Allan Michael Mullane grew up in Dorchester, the fifth of six children. His father, William, was a Boston police detective. His mother, the former Laurentine Waggett, worked for several years checking coats at the Statler Hotel in Boston, where she was a union activist, according to his family.
As a boy, Mr. Mullane enjoyed going to local fire stations, where two of his uncles were firefighters.
At the sound of fire alarms, he usually ran to the fire with his brother Neal to try to help. “They got the bug early. He was always a spark,” said his oldest brother William of South Boston, a retired Boston police detective who is known as Bo.
Neal Mullane also became a Boston firefighter. He died in 2014 at age 71.
After graduating from Boston Technical High School, Mr. Mullane joined the Navy. He became a firefighter following his Navy service and was assigned to Engine 21 in Uphams Corner. He never married and often came home with burns to his hands, which his mother helped dress, his sister recalled.
“He was 28 when he took over the local and never looked back,” Bo Mullane said.
Mr. Mullane’s approval was highly prized by politicians seeking the firefighters’ union endorsement. His support for John Kerry’s presidential run in 2004 preceded Kerry securing a key primary endorsement from the IAFF’s membership.
US Senator Elizabeth Warren, who visited with some of Mr. Mullane’s family members and friends at Florian Hall earlier this week, said in a Facebook post: “Mike Mullane was one of the good guys – a hero in every sense of the word.

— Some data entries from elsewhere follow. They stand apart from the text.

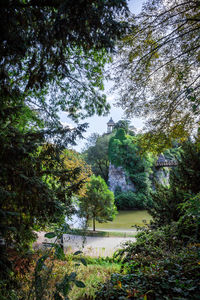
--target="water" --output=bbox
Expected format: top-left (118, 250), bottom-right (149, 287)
top-left (89, 210), bottom-right (151, 231)
top-left (66, 210), bottom-right (151, 231)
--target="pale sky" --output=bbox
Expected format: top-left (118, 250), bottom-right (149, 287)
top-left (60, 0), bottom-right (144, 151)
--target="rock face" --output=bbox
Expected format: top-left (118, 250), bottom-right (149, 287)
top-left (108, 164), bottom-right (136, 192)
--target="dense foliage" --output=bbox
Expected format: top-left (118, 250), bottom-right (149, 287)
top-left (83, 133), bottom-right (113, 183)
top-left (97, 137), bottom-right (200, 300)
top-left (0, 0), bottom-right (127, 299)
top-left (80, 175), bottom-right (117, 231)
top-left (109, 128), bottom-right (153, 209)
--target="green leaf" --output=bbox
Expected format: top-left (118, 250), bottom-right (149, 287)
top-left (75, 280), bottom-right (85, 288)
top-left (68, 272), bottom-right (77, 281)
top-left (74, 251), bottom-right (83, 255)
top-left (55, 245), bottom-right (65, 260)
top-left (54, 292), bottom-right (63, 300)
top-left (35, 254), bottom-right (48, 272)
top-left (44, 232), bottom-right (56, 239)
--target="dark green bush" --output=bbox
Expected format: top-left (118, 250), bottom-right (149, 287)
top-left (97, 224), bottom-right (200, 300)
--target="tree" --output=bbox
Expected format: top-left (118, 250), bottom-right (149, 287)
top-left (63, 150), bottom-right (92, 197)
top-left (109, 128), bottom-right (154, 209)
top-left (0, 0), bottom-right (127, 123)
top-left (114, 120), bottom-right (130, 133)
top-left (0, 0), bottom-right (127, 299)
top-left (115, 0), bottom-right (200, 148)
top-left (80, 175), bottom-right (117, 231)
top-left (83, 134), bottom-right (113, 183)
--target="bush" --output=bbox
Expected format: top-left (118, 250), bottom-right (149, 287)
top-left (96, 224), bottom-right (200, 300)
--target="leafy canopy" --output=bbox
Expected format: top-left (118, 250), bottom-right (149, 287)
top-left (80, 175), bottom-right (117, 231)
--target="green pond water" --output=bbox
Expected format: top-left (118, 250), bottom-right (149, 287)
top-left (90, 210), bottom-right (151, 231)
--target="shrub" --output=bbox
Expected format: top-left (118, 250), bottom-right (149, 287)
top-left (115, 191), bottom-right (147, 210)
top-left (96, 224), bottom-right (200, 300)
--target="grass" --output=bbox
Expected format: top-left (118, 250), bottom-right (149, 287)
top-left (67, 229), bottom-right (137, 237)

He spent his life running into burning buildings, and fighting for working families in Boston and all across the country … We’ll miss you Mike – your boyish smile, your big heart, and your tireless fight.”

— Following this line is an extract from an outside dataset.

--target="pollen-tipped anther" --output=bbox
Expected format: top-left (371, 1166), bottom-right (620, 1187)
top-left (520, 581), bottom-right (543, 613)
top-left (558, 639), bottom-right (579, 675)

Mr. Mullane’s family said his longtime partner and the “love of his life” was Elaine Malone of South Boston. He enjoyed spending time with her children and reveled in his uncle role in his own family, often entertaining nieces and nephews at Florian Hall.
His latest joy was getting to know triplets – two girls and a boy born to his nephew Neal Mullane Jr., a Boston fire captain, and his wife, Gianna. Mr. Mullane enjoyed sharing the latest photos of the triplets.

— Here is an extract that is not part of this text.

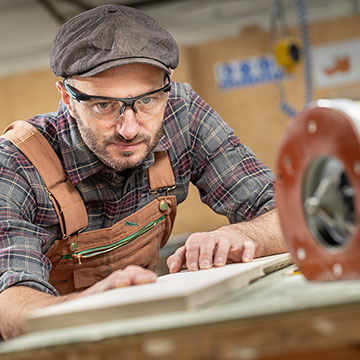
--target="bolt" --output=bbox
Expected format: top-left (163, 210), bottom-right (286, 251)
top-left (296, 248), bottom-right (306, 260)
top-left (333, 263), bottom-right (343, 276)
top-left (308, 120), bottom-right (317, 134)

In addition to his brother and sister, Mr. Mullane leaves two other sisters, Jacqueline Miner of Hanson and Ann Diodati of Ipswich; and Malone’s sons, Sean of Lucedale, Miss., and Scott of Pensacola, Fla.
A funeral Mass will be said at 10 a.m. Friday in Saint Brendan Church in Dorchester. Burial will be in Cedar Grove Cemetery in Dorchester.
In a letter to union members, Rich Parish, president of the Boston Fire Fighters Local 718, said Mr. Mullane “committed his entire life to each of our families. He fought each day to better our working conditions, wages, and benefits.
“He put his entire life on hold for this local and our members for over 40 years,” Parish wrote. “This is a debt we can never truly repay, but Mike wouldn’t want us to. He is a humble Jake, who would simply say, pay it forward, and leave this place a little better than you found it.”